The third-rate fact checkers at PolitiFact published a push poll yesterday.Push polls are not really polls at all; their object is not to measure public opinion, but to manipulate it by providing as many “respondents” as possible with hypothetical, sometimes blatantly false information, about candidates, political parties or initiatives.Election Law Journal
Are they trying to make it easy for me to prove they're biased? I'm literally astounded by some of the things they do. I couldn't have been more surprised if a magical plesiosaur pointed out the way to Candy Mountain.
Okay, so it was set up as a quiz rather than a poll, but other than that the structure was the same. Writer Angie Drobnic Holan (who ought to know better) reviewed for readers a couple of (skewed) PolitiFact ratings noting the similarities between RomneyCare and PPACA, the latter also known as ObamaCare. No mention is made of differences between the two through that point unless we count the different names.
Drobnic continues from there:
Both leave in place the major insurance systems: employer-provided insurance, Medicare for seniors and Medicaid for the poor. They seek to reduce the number of uninsured by expanding Medicaid and by offering tax breaks to help moderate income people buy insurance. People are required to buy insurance or pay a penalty, a mechanism called the "individual mandate." And companies that don't offer insurance have to pay fines, with exceptions for small business and a few other cases.She moved on from talking about the similarities to talking more about the similarities. Apparently RomneyCare and ObamaCare are so similar that there's not much point in mentioning differences, if any.
After having the similarities impressed on us, we're supposed to take a quiz to see if we can even tell the difference between the two. We get ten descriptions which apply either to RomneyCare or ObamaCare. One is a poll result rather than a feature of the bill, leaving us with nine relevant points of comparison.
The first concerns the individual mandate, an obvious and well-known similarity between the two plans. The second concerns employer penalties for failing to carry insurance--another fairly well-known feature the two plans have in common. The third mentions tax credits for those who have trouble paying for health insurance.
Notice a trend?
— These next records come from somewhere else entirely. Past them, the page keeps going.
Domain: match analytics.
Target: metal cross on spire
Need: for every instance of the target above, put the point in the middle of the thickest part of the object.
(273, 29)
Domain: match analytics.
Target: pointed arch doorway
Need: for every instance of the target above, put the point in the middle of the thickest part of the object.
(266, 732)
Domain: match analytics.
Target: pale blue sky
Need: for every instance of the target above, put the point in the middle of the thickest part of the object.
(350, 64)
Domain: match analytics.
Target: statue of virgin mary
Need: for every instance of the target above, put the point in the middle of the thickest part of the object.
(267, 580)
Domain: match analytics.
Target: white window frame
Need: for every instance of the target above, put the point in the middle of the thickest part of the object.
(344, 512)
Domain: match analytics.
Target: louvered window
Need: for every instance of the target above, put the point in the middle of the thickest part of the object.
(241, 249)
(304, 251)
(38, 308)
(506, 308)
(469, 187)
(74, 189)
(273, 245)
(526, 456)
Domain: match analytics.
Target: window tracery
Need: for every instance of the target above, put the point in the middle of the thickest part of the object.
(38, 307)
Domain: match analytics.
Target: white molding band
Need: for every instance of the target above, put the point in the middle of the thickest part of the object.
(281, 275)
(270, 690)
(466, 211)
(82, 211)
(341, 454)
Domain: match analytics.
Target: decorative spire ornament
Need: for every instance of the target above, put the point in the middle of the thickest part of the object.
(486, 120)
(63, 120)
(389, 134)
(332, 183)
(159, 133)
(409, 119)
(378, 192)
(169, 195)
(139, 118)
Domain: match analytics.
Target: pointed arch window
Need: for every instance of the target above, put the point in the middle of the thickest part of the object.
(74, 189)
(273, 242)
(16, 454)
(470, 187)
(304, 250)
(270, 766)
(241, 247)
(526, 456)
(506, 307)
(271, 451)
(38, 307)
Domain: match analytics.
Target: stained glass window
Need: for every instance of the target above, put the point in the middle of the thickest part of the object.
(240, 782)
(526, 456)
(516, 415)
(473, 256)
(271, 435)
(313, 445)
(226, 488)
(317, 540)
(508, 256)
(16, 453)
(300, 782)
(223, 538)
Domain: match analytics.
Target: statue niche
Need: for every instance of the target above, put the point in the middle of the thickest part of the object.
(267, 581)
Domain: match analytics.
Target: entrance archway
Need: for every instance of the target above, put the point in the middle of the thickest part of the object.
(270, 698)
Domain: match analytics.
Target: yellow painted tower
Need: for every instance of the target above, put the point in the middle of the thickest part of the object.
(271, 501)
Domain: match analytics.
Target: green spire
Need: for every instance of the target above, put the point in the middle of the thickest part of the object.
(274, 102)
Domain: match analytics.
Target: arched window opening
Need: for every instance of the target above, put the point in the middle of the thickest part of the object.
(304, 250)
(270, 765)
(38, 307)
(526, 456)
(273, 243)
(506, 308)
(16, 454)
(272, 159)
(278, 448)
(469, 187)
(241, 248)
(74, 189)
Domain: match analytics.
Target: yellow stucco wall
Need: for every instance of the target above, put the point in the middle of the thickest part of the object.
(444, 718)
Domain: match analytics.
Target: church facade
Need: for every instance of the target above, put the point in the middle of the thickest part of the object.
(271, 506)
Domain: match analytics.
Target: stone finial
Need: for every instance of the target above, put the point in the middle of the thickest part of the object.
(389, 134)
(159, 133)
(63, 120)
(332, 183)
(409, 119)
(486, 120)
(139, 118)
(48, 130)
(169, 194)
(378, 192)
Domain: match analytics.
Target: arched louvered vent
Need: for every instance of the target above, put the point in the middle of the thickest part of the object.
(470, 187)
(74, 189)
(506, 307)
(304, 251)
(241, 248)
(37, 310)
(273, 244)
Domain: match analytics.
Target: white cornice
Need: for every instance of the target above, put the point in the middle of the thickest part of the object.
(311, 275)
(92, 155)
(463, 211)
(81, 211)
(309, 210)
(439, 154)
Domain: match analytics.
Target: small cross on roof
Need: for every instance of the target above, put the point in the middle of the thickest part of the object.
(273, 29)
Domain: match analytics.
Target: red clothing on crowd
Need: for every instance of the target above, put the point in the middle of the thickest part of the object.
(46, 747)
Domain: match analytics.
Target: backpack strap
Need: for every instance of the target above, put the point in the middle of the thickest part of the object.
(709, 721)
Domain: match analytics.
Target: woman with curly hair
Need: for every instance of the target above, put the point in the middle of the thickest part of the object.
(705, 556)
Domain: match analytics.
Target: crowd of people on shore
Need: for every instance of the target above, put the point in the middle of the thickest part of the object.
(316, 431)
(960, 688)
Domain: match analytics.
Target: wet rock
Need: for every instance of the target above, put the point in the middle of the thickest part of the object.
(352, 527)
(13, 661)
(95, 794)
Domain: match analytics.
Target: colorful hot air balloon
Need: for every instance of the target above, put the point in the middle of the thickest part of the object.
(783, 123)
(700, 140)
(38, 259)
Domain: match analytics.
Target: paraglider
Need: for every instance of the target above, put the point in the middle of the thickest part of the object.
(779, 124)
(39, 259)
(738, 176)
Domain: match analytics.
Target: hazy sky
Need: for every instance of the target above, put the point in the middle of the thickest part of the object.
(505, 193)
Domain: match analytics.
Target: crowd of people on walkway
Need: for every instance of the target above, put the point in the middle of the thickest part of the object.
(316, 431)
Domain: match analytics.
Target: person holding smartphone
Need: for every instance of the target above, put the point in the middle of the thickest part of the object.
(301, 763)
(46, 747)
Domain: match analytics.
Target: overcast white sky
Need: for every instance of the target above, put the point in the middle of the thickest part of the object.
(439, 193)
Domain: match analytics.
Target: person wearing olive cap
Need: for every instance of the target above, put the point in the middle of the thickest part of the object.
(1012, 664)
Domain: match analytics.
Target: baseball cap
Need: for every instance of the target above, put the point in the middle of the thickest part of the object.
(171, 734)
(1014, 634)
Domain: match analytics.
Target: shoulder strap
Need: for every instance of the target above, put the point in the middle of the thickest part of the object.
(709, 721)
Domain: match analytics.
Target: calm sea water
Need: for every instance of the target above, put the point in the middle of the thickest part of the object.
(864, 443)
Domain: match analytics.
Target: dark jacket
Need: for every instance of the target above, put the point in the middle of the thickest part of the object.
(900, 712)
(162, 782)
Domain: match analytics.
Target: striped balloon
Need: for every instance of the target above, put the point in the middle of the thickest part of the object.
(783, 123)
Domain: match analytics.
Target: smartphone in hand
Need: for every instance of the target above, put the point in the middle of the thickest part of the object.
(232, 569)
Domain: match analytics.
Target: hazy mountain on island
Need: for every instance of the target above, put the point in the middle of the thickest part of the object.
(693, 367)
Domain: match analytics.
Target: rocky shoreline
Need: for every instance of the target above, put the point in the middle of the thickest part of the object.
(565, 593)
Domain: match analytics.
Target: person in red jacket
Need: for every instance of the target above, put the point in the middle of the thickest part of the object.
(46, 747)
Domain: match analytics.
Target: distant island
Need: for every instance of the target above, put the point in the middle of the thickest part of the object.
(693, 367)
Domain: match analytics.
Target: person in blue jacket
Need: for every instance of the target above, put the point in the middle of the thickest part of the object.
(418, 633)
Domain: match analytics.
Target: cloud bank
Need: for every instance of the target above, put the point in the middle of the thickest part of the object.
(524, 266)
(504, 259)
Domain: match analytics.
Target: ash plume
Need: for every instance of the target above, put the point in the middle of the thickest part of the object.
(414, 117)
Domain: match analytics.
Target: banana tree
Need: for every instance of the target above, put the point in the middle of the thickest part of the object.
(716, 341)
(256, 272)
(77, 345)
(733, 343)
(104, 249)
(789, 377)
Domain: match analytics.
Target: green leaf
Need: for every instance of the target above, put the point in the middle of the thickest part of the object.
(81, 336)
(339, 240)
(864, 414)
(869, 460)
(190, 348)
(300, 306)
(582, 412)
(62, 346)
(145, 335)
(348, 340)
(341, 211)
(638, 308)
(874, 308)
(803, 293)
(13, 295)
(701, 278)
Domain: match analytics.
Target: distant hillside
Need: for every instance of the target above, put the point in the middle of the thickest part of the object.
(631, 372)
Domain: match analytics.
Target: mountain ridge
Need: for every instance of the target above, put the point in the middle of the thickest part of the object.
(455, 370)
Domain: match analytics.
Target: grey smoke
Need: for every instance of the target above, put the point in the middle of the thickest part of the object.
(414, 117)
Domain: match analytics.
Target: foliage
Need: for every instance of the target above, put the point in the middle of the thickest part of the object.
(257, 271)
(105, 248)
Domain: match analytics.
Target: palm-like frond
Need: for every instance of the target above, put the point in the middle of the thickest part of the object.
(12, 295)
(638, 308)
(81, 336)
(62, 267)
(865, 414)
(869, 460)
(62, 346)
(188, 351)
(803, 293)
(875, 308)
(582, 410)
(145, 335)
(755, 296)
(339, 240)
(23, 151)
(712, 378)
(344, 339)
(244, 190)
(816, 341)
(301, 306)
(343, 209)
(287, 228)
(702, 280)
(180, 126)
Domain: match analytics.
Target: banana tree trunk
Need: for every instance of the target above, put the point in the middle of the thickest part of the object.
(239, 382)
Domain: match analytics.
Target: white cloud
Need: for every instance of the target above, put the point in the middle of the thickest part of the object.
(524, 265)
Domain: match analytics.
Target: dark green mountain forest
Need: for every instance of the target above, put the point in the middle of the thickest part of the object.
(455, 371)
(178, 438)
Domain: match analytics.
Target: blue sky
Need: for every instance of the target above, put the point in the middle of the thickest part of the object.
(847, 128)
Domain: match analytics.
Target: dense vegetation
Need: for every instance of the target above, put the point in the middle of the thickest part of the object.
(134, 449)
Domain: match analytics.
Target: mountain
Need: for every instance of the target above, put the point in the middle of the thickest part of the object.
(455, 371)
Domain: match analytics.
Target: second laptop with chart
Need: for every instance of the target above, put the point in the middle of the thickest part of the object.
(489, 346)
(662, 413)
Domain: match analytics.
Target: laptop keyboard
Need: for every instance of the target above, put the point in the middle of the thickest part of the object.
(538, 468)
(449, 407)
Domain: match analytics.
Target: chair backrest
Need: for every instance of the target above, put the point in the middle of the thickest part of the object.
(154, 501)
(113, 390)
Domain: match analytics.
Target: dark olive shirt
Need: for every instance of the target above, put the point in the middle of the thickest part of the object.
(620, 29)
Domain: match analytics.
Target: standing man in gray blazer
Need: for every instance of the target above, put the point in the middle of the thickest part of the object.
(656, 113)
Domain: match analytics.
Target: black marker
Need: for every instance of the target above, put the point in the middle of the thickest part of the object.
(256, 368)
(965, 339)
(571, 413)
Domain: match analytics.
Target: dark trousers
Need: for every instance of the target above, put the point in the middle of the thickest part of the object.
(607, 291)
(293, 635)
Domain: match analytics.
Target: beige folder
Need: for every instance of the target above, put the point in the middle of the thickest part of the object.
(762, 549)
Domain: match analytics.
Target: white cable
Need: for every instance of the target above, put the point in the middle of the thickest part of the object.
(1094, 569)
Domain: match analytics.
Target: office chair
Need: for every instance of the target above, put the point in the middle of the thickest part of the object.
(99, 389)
We're a third through the nine relevant points and the focus is strongly on the similarities.
The fourth and fifth touch on two different ways the plans expand Medicaid coverage. The first mention of a difference of any significance comes in terms of a similarity (expanded Medicaid coverage).
The sixth mentioned a poll showing people split on favoring one of the health care plans. The plan was ObamaCare, as it turned out, and Drobnic helpfully achieved an even 41 percent in favor with 41 percent against without mentioning the substantially higher percentage within the latter figure who "strongly oppose" ObamaCare. The later explanation does make clear that RomneyCare is relatively popular in Massachusetts, but the overall message remains one of equivalency. Massachusetts is, after all, a predominantly liberal state.
The seventh was a tax credit for small businesses designed to provide an incentive for the purchase of employee health plans. This represents the second difference of some significance, as apparently no such provision exists in RomneyCare.
The eighth was a gimme. It talked of "experience" showing that the plan would not lower the cost of insurance premiums. Those who do not realize that ObamaCare has no real track record yet might consider the statement to apply to either plan. And it's a pretty good prediction for ObamaCare, but PolitiFact insists that it applies to RomneyCare alone. Perhaps that's based simply on the past experience angle.
The ninth referred to the establishment of an outcomes research board featured in ObamaCare. This is the first major difference between the two, though it is described in entirely innocuous terms throughout the story despite the fact that it was roundly criticized from the right for its similarity to Great Britain's NICE. And even NICE sounds pretty nice until you hear about some of the ways they meddle in patient care. Conservatives think the outcomes research feature in ObamaCare is intended as a rudimentary NICE, poised to blossom into the real thing as the federal health care bureaucracy burgeons. PolitiFact makes it sound nice, but not NICE at all.
The tenth touches the tip of the iceberg for the most significant differences between ObamaCare and RomneyCare: the taxes. The PolitiPush poll mentions an increase in the Medicare payroll tax applied to families with earnings over $200,000 and for individuals earning over $250,000. The increase from 1.45 percent to 2.35 percent applies only after the aforementioned income thresholds, which isn't how PolitiFact described it. PolitiPush also mentions a 3.8 percent hike on investment income. Find the balance of the iceberg here. PolitiFact couldn't mention them all because there simply wasn't room in a quiz of this kind.
The ordering of the quiz questions seems designed to establish the impression of strong similarity. The differences may have been chosen with an eye toward public acceptance, though to be fair the taxes mentioned were among those expected to generate the greatest revenue. The fees imposed on insurance companies warranted no mention in the PolitiPush poll.
Did we miss anything? Well, yeah. There's the IPAB, the continued federal government crush of unfunded mandates on the states and a set of regulations that may end up putting private insurance companies out of business in the United States.
Push polls like PolitiFact's suppress certain information on the publisher's behalf while leading the person answering the questions toward a set of desired beliefs.
What possessed PolitiFact to publish something like this? Disgusting.